Very bad performance after loading from pth file

I have this function to save the model

save_checkpoint(
    {
        "epoch": epoch + 1,
        "state_dict": self.model.module.state_dict(),  # Model layers / weights
        "best_score": self.args[
            "best_pred"
        ],  # Save best score (scalar)
        "optimizer": self.optimizer.state_dict(),
    },
    is_best,  # Boolean. True if the predicted MAE is better than the last saved MAE
    self.args["save_path"],  # Where to save checkpoint
)


def save_checkpoint(state, is_best, save_path, filename="checkpoint.pth"):
    torch.save(state, "./" + str(save_path) + "/" + filename)
    if is_best:
        shutil.copyfile(
            "./" + str(save_path) + "/" + filename,
            "./" + str(save_path) + "/" + "model_best.pth",
        )

And this is how I load it:

def load_checkpoint(self, weight_path):
    if self.gpu_id == 0:
        print("### Loading Checkpoint ###")

    location = f"cuda:{self.gpu_id}"
    checkpoint = torch.load(weight_path, map_location=location)
    self.model.load_state_dict(checkpoint["state_dict"], strict=False)

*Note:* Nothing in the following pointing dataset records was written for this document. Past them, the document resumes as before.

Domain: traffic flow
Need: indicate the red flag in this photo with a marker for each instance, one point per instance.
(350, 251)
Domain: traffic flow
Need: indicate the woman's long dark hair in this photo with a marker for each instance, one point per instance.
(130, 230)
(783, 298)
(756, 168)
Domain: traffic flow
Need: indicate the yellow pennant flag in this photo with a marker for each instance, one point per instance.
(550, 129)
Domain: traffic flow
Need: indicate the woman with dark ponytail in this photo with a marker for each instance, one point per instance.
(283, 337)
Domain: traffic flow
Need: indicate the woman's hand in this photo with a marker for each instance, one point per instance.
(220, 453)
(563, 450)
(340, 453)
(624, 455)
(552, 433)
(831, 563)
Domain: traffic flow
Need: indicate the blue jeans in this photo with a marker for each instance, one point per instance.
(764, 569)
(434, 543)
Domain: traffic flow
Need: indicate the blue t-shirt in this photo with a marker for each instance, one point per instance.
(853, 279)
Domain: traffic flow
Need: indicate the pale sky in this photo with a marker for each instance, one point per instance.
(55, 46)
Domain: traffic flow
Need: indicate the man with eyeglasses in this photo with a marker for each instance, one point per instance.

When using strict=False I get no errors but the performance of the model is like it was never trained. When I use strick=True I get a alot of missing keys, e.g. Missing key(s) in state_dict: …

When I started working on this project I was using DP. Lately I migrated to DDP and it was working great. My last training session using DDP was successful and I wanted to run a validation run with it, so naturally I tried loading the pre-trained weights and all hell broke loose.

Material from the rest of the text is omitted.